The book is, as the perspicacious reader will have guessed, E. E. Smith’s 1928 space opera classic Skylark of Space, and its premise is that a bar of copper plated with a (fictional) transuranic metal can convert its mass to pure kinetic energy with the application of a current. The bar is the drive motor of the spaceship. As far as I know, there’s no other context, even in science fiction, where the motor of any vehicle is referred to as a bar. It certainly doesn’t happen in reality, and will not have been the case in any reader’s experience. Many of us have seen bars of copper, and to that extent the symbol is “grounded;” but in the salient sense of the story it is not. Its meaning comes completely from the model that has been built up out of pure words. (In simple terms, no AI with a static, pre-programmed ontology will be able to understand this century-old kids SF adventure story at even the most pedestrian level.)

The really remarkable thing about this phrase is that it throws implications across virtually every level at which the book is to be understood.

At the physical level, it describes the closing of a circuit and the application of voltage to a piece of metal.

At the technological level, using the (fictional) understanding of space drives built up before, that means that the ship will be placed under very heavy acceleration.
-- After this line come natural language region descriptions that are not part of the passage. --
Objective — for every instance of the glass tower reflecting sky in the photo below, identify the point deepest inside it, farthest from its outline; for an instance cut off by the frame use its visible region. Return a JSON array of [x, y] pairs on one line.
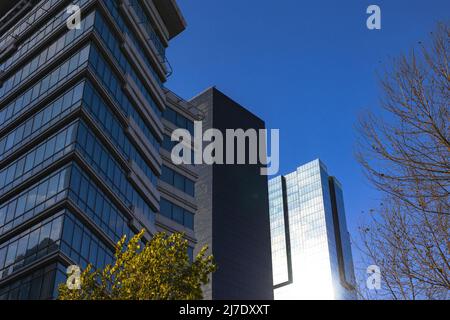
[[311, 251]]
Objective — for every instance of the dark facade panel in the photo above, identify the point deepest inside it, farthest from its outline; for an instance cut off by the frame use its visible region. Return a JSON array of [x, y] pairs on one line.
[[233, 215]]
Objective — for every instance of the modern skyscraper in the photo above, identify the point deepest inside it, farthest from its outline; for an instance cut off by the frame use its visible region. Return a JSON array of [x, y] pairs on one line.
[[311, 250], [80, 133], [233, 213]]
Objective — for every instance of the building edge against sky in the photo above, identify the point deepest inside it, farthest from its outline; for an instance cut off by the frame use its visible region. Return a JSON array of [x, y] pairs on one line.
[[81, 126], [233, 210], [311, 249]]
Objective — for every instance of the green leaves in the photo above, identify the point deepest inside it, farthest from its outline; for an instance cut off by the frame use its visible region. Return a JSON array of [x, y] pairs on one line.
[[160, 270]]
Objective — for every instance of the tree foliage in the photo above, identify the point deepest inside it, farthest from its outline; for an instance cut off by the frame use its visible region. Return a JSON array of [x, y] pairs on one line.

Back at the physical bodies level in which we were understanding the fight before, it means that the parties will be thrown to the floor and unable to move.

The fight will be at least suspended. At something closer to the plot level, the parties, pinned to the floor by acceleration, will be unable to stop the ship until the fuel runs out, stranding them far away in space.

This converts them from abductors and victim, where the conflict is all interpersonal, to fellow lifeboat passengers facing a common doom. There is room for various character development as they adjust to the shift in circumstances.

In a larger context, from the outside it will seem as if the abduction succeeded. This will force the girl’s fiance to give chase in his own spaceship (already a hackneyed plot by 1928, to be sure, but thereby all the more predictable for the reader).

But the fact that the ship will fly at top acceleration until its fuel is exhausted implies that the succeeding action will be far-removed from the familiar terrestrial scenes it has taken place in so far. In fact it converts the story from one of personalities and struggle in familiar circumstances (a la the Illiad) to a true voyage of the imagination (like the Odyssey).

If you are want to understand things deeply, you typically want to call in comparable things which can illuminate them by analogy. In this case the arm on the lever is like the tornado in Wizard of Oz (or of course the storm in the Odyssey); it not only throws the protagonists into a strange new world, but motivates their subsequent adventures with the quest to get home.

There is NO knowledge representation and inference scheme in the NLP field today that has even a snowball’s chance of capturing all this. But a human reader with a good grounding in the classics can see that this sentence is the turning point and spark of the whole book on something like five different levels simultaneously.

That’s quite a kick.

“… which was pointed straight up as it had been when they made their landing.”

In something of an anticlimax, Smith is keeping the reader up to date with the physical model of the ship, just in case someone wonders why, having gone down to land, it didn’t keep going down when the juice was turned back on. It had come down backwards, hanging on its thrust. Yet another model — and level of abstraction.